L’achat de voix d’électeurs par toutes formes de bakchich, une pratique renouvelée à chaque consultation, devait inéluctablement produire des “élus” à vendre.
Elles ne se sont pas distinguées par une meilleure organisation ou par une plus grande transparence que de coutume, encore moins par une participation massive des électeurs, mais les élections locales du 29 novembre dernier vont rester dans les annales. Car, si elles ont donné lieu à des résultats globalement conformes à la tradition électorale algérienne, elles ont la particularité de provoquer une multitude de paradoxes et d’aberrations et de favoriser l’apparition d’une nouvelle forme de tractations où l’argent, forcément sale, joue un rôle de premier plan.

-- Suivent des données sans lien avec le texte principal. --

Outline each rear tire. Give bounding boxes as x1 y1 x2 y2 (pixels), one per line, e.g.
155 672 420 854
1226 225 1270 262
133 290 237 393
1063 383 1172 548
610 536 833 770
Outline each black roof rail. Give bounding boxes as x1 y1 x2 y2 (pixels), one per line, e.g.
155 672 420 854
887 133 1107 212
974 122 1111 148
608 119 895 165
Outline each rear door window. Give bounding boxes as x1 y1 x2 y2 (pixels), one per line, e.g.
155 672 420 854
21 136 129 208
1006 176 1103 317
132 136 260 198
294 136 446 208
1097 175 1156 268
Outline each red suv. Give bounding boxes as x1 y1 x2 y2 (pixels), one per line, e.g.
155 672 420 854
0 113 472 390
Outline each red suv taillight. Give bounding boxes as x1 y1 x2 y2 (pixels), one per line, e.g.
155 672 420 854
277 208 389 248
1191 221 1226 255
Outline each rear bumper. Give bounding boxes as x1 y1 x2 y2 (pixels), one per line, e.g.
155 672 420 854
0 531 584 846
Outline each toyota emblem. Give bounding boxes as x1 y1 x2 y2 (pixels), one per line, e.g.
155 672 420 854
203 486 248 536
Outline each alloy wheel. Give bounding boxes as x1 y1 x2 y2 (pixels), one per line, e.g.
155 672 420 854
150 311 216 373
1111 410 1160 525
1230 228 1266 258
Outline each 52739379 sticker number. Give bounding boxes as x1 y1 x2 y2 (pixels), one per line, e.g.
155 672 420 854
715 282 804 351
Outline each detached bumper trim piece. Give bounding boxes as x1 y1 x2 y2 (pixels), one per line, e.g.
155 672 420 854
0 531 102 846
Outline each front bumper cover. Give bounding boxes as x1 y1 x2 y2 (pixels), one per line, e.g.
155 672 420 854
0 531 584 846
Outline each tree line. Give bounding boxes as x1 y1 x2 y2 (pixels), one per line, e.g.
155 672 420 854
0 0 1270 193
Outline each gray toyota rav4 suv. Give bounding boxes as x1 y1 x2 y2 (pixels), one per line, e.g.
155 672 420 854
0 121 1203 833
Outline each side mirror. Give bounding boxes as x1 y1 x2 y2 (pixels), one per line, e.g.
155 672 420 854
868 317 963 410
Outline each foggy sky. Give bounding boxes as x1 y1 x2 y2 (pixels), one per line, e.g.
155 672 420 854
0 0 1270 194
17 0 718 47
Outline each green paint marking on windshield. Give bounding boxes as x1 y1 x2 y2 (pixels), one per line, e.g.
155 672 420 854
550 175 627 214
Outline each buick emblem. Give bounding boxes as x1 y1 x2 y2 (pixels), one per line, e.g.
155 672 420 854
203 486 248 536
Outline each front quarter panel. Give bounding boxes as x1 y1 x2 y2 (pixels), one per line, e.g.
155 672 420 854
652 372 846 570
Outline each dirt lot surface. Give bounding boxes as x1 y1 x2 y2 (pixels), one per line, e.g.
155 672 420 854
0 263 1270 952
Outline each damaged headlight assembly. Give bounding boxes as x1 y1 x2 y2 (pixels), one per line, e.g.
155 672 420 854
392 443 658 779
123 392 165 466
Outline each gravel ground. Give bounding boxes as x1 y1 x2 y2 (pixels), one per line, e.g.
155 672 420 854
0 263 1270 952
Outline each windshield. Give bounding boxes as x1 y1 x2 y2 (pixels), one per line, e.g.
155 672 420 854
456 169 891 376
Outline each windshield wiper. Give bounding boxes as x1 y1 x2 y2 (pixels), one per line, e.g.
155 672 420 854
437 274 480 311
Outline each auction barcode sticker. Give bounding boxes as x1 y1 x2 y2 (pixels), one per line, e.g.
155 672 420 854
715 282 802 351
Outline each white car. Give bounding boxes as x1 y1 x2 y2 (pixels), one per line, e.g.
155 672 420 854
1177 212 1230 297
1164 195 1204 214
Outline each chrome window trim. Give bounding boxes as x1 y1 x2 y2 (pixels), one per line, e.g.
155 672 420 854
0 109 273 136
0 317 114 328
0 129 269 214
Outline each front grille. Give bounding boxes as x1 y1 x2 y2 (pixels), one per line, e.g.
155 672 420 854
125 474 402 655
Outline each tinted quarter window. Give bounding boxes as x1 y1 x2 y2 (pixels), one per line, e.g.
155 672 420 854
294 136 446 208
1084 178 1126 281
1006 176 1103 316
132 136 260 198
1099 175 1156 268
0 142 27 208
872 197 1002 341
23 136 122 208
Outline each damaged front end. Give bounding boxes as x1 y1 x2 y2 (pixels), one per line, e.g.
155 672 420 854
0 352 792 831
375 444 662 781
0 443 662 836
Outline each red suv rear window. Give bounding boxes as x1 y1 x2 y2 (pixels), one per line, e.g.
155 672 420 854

Majorité mise en… minorité
Alors que de très nombreuses Assemblées communales ne sont pas encore installées pour absence de majorité, certaines localités du pays, comme Akbou (Béjaïa) ou Ibn-Badis (Constantine) connaissent des protestations populaires de rue contre “le détournement de la volonté des électeurs”, rendu possible par des alliances, plus ou moins contre nature, scellées par la grâce de marchandages où il est question d’argent liquide, non de politique ou d’idéologie.
Ainsi, une liste que les électeurs n’ont créditée que d’un ou de deux sièges peut décider du sort d’une commune car elle détient le pouvoir de départager les deux listes arrivées en tête, avec 8 ou 9 fois plus de suffrages et de sièges. Un précieux rôle d’arbitre dans la désignation du maire, qui, dit-on, est monnayé à coups de millions, voire de milliards dans certaines communes, notamment celles dotées de gros budgets. Un précieux rôle conféré, pas seulement par les règles de l’arithmétique, mais par la loi électorale qui stipule que le président d’APC est désigné parmi la liste ayant remporté la majorité des sièges, à condition qu’il soit élu par la majorité de tous les élus, réunis en collège électoral.
Alliances notariées : la politique a quitté la scène
Dit plus clairement, le choix des électeurs, quand il n’a pas été détourné le jour du scrutin, est contrarié, contourné, lors de ces marchandages où les dessous de table sont, excusez du pléonasme, monnaie courante. Sauf qu’il ne s’agit pas ici de petite monnaie, mais de gros billets, de grosses liasses de billets.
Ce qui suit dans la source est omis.